Your example bet is a probabilistic mixture of two options: $0 and $2. The agent prefers one of the options individually (getting $2) over any probabilistic mixture of getting $0 and $2.
In other words, your example rebuts the claim that an EUM can't prefer a probabilistic mixture of two options to the expectation of those two options. But that's not the claim I made.
Hmm, this feels analogous to saying "companies are an unnecessary abstraction in economic theory, since individuals could each make separate contracts about how they'll interact with each other. Therefore we can reduce economics to studying isolated individuals".
But companies are in fact a very useful unit of analysis. For example, instead of talking about the separate ways in which each person in the company has committed to treating each other person in the company, you can talk about the HR policy which governs all interactions within the company. You might then see emergent effects (like political battles over what the HR policies are) which are very hard to reason about when taking a single-agent view.
Similarly, although in principle you could have any kind of graph of which agents listen to which other agents, in practice I expect that realistic agents will tend to consist of clusters of agents which all "listen to" each other in some ways. This is both because clustering is efficient (hence animals having bodies made up of clusters of cells; companies being made of clusters of individuals; etc) and because when you even define what counts as a single agent, you're doing a kind of clustering. That is, I think that the first step of talking about "individual rationality" is implicitly defining which coalitions qualify as individuals.
a superintelligent AI probably has a pretty good guess of the other AI's real utility function based on its own historical knowledge, simulations, etc.
This seems very unclear to me—in general it's not easy for agents to predict the goals of other agents with their own level of intelligence, because the amount of intelligence aimed at deception increases in proportion to the amount of intelligence aimed at discovering that deception.

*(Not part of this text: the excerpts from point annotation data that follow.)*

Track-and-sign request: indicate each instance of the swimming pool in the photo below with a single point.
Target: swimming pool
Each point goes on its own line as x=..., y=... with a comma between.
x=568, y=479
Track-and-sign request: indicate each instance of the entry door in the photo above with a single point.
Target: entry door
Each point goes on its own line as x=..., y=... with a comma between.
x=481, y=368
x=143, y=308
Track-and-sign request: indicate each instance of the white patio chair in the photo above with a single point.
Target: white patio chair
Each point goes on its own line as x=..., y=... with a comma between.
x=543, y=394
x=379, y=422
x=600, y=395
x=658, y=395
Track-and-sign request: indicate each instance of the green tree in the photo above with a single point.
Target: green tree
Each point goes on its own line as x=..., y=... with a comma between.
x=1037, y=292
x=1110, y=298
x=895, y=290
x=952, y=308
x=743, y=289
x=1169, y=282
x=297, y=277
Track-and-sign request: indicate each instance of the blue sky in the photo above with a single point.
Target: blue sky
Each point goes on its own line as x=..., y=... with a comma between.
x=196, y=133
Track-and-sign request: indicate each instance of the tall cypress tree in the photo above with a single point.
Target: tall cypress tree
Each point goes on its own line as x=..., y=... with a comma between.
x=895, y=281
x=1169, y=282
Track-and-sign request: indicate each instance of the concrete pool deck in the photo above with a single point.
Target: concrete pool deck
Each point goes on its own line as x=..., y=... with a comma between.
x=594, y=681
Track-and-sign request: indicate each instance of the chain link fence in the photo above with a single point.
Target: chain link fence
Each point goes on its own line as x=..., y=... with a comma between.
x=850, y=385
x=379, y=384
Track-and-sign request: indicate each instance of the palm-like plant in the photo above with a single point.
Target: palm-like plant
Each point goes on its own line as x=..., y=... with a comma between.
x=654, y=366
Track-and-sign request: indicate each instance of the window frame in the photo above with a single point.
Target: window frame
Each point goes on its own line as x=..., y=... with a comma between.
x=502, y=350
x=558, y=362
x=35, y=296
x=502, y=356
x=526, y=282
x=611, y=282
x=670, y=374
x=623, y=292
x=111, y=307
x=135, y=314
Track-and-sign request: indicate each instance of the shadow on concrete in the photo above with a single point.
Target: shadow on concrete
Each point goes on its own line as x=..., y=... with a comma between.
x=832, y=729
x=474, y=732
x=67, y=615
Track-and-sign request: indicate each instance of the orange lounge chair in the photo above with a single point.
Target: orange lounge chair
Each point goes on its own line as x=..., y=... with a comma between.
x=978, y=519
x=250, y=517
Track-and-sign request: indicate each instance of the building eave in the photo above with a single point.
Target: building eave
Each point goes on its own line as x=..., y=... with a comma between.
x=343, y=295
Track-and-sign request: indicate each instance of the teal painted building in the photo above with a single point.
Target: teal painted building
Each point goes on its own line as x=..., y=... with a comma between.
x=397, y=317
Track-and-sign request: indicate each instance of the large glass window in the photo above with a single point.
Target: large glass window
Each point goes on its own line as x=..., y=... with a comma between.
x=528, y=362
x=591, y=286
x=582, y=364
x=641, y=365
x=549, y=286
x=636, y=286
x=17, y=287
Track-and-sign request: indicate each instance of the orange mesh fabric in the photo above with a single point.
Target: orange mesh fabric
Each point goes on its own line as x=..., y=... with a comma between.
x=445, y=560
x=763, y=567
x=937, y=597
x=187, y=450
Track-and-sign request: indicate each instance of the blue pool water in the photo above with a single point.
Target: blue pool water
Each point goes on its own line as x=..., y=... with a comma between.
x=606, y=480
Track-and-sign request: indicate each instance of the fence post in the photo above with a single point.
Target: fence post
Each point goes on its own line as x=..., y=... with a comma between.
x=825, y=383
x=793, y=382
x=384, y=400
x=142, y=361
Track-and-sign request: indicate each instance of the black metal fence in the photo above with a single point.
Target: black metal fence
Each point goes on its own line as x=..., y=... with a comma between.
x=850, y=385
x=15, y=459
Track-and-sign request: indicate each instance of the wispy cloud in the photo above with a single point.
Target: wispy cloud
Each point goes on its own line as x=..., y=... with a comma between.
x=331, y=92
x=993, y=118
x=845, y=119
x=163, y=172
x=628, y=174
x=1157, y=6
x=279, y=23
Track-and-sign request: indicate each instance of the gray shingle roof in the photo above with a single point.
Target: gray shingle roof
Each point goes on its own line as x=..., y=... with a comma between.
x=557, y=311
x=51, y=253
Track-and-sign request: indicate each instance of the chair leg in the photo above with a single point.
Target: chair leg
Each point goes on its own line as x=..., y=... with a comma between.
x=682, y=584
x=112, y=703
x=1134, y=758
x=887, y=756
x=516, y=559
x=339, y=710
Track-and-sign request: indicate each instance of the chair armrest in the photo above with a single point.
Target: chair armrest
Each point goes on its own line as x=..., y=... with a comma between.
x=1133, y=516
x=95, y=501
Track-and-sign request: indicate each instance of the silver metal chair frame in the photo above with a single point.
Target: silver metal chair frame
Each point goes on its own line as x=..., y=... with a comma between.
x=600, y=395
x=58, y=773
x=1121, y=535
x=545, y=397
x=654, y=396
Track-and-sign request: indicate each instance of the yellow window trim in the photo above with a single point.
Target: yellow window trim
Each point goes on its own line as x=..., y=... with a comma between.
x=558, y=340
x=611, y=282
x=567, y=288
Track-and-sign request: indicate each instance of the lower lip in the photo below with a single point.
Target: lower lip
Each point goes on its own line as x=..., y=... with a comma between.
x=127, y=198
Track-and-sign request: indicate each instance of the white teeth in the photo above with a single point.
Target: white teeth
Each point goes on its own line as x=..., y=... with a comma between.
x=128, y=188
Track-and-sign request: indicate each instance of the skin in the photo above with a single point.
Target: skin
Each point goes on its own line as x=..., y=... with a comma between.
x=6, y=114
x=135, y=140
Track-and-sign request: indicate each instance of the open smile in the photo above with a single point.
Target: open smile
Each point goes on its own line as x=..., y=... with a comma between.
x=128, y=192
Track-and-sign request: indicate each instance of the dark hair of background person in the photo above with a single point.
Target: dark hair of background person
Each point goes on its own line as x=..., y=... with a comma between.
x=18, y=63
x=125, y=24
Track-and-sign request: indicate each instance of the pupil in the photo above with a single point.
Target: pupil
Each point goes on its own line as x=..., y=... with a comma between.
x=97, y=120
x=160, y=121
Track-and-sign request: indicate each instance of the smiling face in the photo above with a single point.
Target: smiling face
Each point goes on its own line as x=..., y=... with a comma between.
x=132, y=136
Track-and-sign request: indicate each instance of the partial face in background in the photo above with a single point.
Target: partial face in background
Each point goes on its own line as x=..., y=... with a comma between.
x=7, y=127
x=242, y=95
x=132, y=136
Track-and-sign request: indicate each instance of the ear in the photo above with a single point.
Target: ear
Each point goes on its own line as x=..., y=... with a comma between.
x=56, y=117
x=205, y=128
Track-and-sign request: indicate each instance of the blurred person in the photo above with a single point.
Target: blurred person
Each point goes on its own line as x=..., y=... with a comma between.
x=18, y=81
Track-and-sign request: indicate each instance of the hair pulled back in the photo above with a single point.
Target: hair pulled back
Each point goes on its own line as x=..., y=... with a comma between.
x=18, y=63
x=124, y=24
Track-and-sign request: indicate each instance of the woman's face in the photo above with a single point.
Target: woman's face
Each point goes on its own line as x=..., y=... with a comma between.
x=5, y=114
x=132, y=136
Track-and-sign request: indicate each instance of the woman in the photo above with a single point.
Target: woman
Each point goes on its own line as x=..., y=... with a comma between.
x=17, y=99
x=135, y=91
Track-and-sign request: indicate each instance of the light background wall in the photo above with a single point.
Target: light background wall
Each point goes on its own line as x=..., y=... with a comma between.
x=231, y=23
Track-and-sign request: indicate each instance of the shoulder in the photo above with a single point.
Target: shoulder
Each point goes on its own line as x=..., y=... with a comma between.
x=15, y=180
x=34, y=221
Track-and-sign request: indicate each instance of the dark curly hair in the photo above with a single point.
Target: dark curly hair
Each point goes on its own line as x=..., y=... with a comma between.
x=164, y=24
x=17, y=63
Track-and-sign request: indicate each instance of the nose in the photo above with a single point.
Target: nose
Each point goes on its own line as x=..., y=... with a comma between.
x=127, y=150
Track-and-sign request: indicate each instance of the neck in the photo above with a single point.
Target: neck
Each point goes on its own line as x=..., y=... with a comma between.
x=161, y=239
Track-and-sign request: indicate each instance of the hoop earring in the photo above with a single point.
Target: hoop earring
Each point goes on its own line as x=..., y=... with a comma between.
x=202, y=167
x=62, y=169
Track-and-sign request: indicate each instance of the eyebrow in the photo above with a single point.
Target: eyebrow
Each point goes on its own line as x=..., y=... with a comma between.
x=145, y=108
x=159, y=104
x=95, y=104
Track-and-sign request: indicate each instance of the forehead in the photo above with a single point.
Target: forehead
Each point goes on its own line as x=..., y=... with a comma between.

(You could look at the AI's behavior from when it was less intelligent, but then—as with humans—it's hard to distinguish sincere change from improvement at masking undesirable goals.)
But regardless, that's a separate point. If you can do that, you don't need your mechanism above. If you can't, then my objection still holds.
One argument for being optimistic: the universe is just very big, and there's a lot to go around. So there's a huge amount of room for positive-sum bargaining.
Another: at any given point in time, few of the agents that currently exist would want their goals to become significantly simplified (all else equal). So there's a strong incentive to coordinate to reduce competition on this axis.
Lastly: if at each point in time, the set of agents who are alive are in conflict with potentially-simpler future agents in a very destructive way, then they should all just Do Something Else. In particular, if there's some decision-theoretic argument roughly like "more powerful agents should continue to spend some of their resources on the values of their less-powerful ancestors, to reduce the incentives for inter-generational conflict", even agents with very simple goals might be motivated by it. I call this "the generational contract".
Congratulations on doing this :) More specifically, I think there are two parts of making predictions: identifying a hypothesis at all, and then figuring out how likely the hypothesis is to be true or false. The former part is almost always the hard part, and that's the bit where the "reward reinforces previous computations" frame was most helpful.
(I think Oliver's pushback in another comment is getting strongly upvoted because, given a description of your experimental setup, a bunch of people aside from you/Quintin/Steve would have assigned reasonable probability to the right answer. But I wanted to emphasize that I consider generating an experiment that turns out to be interesting (as your frame did) to be the thing that most of the points should be assigned for.)